Sri Lankan author, Anuk Arudpragasam’s second book, and also shortlisted for Booker Prize 2021, is striking but deliberately difficult. The book is a meandering tale of a Sri Lankan Tamil man, Krishan, living in Colombo, who is now faced with the news of his grandmother Appamma’s caretaker, Rani’s death in the far flung village of Kilinochchi, in the Northern Province of Sri Lanka. As Krishan leaves on this train journey to the North, a region devastated by the civil war, he starts ruminating on his life’s choices and outcomes; philosophically analysing them, in the context of the inevitable truths of grief, loss, trauma and death.

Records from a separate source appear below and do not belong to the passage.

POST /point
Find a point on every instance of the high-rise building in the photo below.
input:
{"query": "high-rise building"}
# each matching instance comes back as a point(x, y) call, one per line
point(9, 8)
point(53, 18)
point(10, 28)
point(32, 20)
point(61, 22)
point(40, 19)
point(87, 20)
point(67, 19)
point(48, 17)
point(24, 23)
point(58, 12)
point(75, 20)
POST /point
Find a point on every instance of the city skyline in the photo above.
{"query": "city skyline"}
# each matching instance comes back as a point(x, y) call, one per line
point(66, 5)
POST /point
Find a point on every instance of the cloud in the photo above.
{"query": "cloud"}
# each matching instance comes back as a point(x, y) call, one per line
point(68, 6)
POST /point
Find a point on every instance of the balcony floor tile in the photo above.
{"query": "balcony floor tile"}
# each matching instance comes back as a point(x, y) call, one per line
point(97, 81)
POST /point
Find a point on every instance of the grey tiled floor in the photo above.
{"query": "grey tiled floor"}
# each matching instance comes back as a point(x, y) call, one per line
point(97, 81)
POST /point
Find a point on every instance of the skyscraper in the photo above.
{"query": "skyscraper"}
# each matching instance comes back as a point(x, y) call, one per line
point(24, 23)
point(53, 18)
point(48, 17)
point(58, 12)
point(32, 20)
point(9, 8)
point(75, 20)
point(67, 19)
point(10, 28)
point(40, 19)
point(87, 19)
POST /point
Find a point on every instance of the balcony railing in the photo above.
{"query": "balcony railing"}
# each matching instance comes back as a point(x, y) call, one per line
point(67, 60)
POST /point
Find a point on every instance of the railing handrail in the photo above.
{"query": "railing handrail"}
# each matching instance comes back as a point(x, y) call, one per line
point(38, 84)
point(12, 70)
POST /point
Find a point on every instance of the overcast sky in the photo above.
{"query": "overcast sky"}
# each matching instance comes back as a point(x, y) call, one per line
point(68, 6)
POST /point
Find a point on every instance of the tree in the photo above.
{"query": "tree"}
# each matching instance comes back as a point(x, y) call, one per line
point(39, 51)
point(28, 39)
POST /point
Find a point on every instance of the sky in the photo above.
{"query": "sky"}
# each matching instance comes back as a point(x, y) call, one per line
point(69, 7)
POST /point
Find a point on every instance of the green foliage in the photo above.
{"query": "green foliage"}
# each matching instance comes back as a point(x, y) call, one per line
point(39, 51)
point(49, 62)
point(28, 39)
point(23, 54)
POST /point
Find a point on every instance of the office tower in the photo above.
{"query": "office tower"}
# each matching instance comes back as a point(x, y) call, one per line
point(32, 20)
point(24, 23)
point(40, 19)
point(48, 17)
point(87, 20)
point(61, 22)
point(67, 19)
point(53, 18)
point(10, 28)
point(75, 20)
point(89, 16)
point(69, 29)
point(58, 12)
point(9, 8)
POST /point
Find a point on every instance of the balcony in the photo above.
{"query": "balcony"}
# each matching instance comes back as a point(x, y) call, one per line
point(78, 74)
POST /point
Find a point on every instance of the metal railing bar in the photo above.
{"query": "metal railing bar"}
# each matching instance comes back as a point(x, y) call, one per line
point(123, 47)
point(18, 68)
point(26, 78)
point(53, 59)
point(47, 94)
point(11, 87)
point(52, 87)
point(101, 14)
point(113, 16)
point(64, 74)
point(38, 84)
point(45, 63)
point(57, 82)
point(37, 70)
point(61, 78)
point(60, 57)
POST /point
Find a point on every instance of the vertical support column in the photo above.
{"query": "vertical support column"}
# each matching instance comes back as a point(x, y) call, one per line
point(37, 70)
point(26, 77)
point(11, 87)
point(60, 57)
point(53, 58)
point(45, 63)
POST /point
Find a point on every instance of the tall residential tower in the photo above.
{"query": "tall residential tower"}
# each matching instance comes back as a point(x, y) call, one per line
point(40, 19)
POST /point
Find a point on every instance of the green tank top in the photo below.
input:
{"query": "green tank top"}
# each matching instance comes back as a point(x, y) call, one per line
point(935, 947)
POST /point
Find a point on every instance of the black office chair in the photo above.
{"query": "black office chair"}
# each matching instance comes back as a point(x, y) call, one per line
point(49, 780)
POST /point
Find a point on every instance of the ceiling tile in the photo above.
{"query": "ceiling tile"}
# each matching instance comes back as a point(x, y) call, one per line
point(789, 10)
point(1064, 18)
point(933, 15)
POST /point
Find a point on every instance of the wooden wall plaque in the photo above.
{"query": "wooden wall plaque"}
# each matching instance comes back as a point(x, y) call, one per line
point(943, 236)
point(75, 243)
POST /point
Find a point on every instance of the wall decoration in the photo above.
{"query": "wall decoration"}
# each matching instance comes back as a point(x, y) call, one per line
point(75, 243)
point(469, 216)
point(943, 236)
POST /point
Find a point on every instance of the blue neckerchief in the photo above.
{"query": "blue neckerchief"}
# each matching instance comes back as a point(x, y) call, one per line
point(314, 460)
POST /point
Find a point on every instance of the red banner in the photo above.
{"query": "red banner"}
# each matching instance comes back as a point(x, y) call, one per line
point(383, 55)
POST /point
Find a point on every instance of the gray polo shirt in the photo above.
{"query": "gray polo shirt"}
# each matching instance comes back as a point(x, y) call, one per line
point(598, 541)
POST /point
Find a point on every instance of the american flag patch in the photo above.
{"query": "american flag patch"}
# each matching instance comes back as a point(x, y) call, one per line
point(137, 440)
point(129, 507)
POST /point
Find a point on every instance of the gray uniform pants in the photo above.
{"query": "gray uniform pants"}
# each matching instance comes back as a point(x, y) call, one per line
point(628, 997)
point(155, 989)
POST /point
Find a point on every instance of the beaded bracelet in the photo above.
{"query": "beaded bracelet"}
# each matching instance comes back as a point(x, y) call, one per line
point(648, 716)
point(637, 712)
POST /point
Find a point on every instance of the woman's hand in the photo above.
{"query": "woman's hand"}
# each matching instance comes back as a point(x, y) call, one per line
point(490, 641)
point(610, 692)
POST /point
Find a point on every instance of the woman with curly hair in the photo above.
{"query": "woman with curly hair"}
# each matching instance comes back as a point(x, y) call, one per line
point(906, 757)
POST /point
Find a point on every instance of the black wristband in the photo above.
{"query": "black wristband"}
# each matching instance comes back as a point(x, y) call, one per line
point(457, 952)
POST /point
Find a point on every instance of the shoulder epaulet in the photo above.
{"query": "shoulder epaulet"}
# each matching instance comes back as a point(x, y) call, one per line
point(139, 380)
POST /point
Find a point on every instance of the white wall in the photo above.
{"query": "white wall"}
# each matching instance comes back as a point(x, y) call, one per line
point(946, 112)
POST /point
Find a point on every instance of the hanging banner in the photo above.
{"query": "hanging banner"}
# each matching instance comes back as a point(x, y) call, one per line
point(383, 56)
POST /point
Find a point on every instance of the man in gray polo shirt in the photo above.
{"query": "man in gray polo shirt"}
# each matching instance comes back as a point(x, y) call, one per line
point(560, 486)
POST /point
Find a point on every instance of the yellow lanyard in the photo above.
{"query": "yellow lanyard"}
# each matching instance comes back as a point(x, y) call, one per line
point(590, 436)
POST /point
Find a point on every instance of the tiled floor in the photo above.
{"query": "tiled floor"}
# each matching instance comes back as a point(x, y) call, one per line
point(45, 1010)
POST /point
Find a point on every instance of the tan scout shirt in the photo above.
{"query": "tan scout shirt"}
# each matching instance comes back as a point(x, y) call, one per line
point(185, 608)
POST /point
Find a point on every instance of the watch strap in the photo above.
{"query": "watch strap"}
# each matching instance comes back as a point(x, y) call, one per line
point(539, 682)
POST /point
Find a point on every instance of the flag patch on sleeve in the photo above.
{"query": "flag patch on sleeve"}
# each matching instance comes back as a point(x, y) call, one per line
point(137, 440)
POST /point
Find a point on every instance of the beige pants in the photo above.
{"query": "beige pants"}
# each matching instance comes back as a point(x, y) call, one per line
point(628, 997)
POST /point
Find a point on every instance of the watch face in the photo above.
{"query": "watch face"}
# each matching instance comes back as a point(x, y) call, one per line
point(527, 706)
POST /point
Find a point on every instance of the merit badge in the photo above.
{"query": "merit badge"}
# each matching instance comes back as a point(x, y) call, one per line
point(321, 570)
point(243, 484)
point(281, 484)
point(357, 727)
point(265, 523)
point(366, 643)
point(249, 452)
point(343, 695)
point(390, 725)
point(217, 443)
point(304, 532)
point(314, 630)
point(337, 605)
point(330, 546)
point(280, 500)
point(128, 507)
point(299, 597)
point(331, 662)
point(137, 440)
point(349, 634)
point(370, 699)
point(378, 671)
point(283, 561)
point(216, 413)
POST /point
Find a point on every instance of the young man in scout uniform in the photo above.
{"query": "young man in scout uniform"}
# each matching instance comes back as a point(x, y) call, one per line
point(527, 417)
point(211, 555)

As the author builds Krishan’s narrative, he also introduces us to the relationships he shares with all the women in his life including mother, grandmother, Rani and his former girlfriend Anjum. Anjum is an Indian girl, he meets while in Delhi. Though they share a “friend with benefits” relationship, more so from Anjum’s perspective; Krishan feels drawn to her romantically. Since separated and not in touch, Krishan keeps reminiscing about her; he remains in denial about the unrequited love and his inability to come to a closure.

Through the story of Rani, the Tamil woman, who loses both her sons to the war and is now battling severe clinical depression, the author brings to fore the turbulent times of the country when the Tigers and the military were engaged in a destructive duel. The book also has detailed multi-page recountings of Tamil poems, Buddha, and television documentaries.

Through the book, very little happens. While the author is adept at illustrating our most private and everyday emotions and thoughts lucidly; at the same time, it also feels like rambling. The dialogue-less prose, is full of long, laborious and word-y sentences. The character of Krishan comes across as inconsequential, indecisive and tedious.

To summarise, the book feels more like an indulgent experience, than immersive.